Tax planning is a critical part of financial management. It can be significant for individuals in specific professions, such as behavioural therapists and marketing agencies, as well as high-net-worth individuals.
By utilizing the 3 “D’s” of tax planning – Deduct, Defer, and Divert – individuals and businesses can take proactive steps to minimize their tax liability and maximize their financial resources legally.
In this blog post, with examples, we will explore how the 3 “D’s” can be explicitly applied to behavioural therapists, marketing agencies, and high-net-worth individuals.

1. Behavioural Therapists

Deduct: Behavioural therapists can take advantage of various tax deductions, such as office expenses, travel expenses, and continuing education. For example, a behavioural therapist could deduct the cost of their office rent, utilities, supplies, and any travel expenses incurred while seeing clients. They could also deduct the cost of attending conferences or workshops related to their field of work.
Defer: Behavioral therapists can defer income by contributing to a retirement plan, such as a SEP IRA or a Solo 401(k). By contributing to these plans, therapists can reduce their taxable income for the year and pay taxes at a lower rate in retirement.
Divert: Behavioural therapists can divert income by investing in tax-advantaged accounts such as an HSA or a 529 college savings plan. By contributing to these accounts, they can benefit from tax-free growth and potentially reduce their tax liability.
Example: A behavioural therapist earns $100,000 in a year. They deduct $15,000 in expenses, contribute $10,000 to a Solo 401(k), and divert $5,000 to an HSA. Their taxable income for the year is reduced to $70,000, resulting in significant tax savings.

2.  Marketing Agencies


Deduct: Marketing agencies can take advantage of various tax deductions, such as office expenses, advertising expenses, and employee salaries. For example, a marketing agency could deduct the cost of their office rent, utilities, supplies, advertising campaigns, and employee salaries.
Defer: Marketing agencies can defer income by utilizing an accounting method called “accrual accounting.” Accrual accounting allows businesses to recognize revenue when earned rather than when received, which can help to defer income to future years.
Divert: Marketing agencies can divert income by investing in tax-advantaged accounts such as a SEP IRA or a Simple IRA. By contributing to these plans, they can benefit from tax-free growth and potentially reduce their tax liability.
Example: A marketing agency earns $500,000 in a year. They deduct $100,000 in expenses, utilize accrual accounting to defer $50,000 of income to the following year, and divert $25,000 to a SEP IRA. Their taxable income for the year is reduced to $325,000, resulting in significant tax savings.
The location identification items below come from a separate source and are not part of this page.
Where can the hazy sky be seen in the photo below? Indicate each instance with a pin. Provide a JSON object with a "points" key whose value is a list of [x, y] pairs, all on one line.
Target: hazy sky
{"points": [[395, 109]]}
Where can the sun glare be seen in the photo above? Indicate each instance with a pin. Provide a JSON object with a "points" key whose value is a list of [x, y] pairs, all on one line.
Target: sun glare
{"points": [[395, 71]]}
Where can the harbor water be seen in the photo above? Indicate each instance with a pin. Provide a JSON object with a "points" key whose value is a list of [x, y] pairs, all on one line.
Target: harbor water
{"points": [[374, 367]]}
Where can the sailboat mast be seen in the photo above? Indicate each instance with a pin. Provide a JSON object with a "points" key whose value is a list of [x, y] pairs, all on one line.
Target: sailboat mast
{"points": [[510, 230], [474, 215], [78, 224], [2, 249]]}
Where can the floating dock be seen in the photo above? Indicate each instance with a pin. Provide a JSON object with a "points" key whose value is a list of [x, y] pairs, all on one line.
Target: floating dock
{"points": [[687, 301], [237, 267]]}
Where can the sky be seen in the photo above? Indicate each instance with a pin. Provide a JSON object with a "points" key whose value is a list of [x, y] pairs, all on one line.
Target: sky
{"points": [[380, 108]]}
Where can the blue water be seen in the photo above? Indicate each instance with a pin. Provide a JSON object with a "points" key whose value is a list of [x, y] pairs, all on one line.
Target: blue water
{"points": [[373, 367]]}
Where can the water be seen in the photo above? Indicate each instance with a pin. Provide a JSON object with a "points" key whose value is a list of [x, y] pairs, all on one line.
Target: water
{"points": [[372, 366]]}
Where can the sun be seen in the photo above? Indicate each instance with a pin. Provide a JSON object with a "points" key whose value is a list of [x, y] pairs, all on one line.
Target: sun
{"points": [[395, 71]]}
3.  High Net-Worth Individuals


Deduct: Tax deductions for high net worth persons include those for charitable contributions, mortgage interest, and property taxes. For instance, a wealthy person might write off the cost of their kind donations, mortgage interest, and real estate taxes.
Defer: High-net-worth individuals have access to a variety of methods for deferring income, including participating in retirement plans and deferred compensation plans.
Divert: Rich people can reroute their income by putting money into tax-advantaged accounts like a Roth IRA or a Health Savings Account. By making contributions to these accounts, they can take advantage of tax-free growth and perhaps lower their tax obligations.